|You do a great job of creating a mood. Simon has clearly moved beyond depression and despair to meaninglessness, or nihilism. You do an excellent job of maintaining a consistent voice in what is really a journry through the mind of your main character. I note a few instances where I believe slight changes might be helpful.
First, "He walks through the hallways of the dim building..." I might write as "he walks through the dim hallways..." This gets rid of bthe use of the word "building" in two consecutive sentences, and you already have him in the building in the first sentence, so we know where the hallways are. I love the second part of that sentence about the crowd of emotions and thoughts surrounding him.
Second, in the sentence beginning "An acquaintance of his..." I would omit "of his" and just say "an acquaintance"
Third, I think the sentence that begins "He knows that he is just one insignificant amalgamation of cells..." works great. It shows that while Simon may be thinking about nothing and everything, he is doing so on a sophisticated level.
Fourth, in the sentence that begins "Still, none of these controversial activities..." I think I would omit "controversial." Since you have described the specific activities in the previous sentence, I think the reader can assume they are controversial.
Fifth, in the last part of that same sentence reading "any facade of meaningfulness to reality: I think I would omit "to reality."

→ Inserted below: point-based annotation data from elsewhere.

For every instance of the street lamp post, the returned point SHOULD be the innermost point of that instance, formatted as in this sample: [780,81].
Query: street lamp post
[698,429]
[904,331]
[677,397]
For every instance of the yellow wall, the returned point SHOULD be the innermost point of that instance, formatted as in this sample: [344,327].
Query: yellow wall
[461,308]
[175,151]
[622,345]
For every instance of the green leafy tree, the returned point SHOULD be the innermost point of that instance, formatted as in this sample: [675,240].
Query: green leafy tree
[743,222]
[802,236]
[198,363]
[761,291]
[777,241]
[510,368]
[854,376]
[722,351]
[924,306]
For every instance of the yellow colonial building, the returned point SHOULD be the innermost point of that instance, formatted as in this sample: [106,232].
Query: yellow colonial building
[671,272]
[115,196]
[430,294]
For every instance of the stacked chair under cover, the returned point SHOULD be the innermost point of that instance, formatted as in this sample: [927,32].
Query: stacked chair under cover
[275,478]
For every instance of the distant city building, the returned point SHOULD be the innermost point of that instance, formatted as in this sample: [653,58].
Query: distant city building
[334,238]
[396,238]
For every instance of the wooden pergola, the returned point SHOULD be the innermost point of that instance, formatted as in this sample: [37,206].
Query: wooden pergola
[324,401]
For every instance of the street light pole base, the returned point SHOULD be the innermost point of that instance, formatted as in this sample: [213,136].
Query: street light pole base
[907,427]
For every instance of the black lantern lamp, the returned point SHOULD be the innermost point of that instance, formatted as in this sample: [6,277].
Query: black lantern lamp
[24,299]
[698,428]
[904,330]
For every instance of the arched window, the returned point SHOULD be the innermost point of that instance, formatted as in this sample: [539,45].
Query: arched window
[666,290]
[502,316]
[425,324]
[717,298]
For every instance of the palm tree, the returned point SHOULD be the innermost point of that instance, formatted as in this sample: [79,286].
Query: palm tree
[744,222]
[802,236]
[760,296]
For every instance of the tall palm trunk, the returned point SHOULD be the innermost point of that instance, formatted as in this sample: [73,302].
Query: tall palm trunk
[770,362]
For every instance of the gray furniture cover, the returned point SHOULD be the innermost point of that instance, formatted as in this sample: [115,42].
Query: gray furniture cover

Sixth, I think your imagery is great in the sentence reading "...the mass of human life clogging the hallways that are the arteries of the school"
Seventh, the sentence ending "only to most likely be faced with the same problems about the pointlessness of existence that he is currently being faced with" I might try to simplify by writing "only to face the same pointless existence as himself."
Eighth, I love the sentence that begins "they chatter about things he doesn't care about..." with its three-time use of that 'Doesn't care about' phrase.
In conclusion, I found the story interesting and likeable, even though it could be depressing. I like the way you end the story, with Simon cocking the pistol, but leaving it to thr reader to think about whether he fired it.
Thanks for the read, and keep on writing.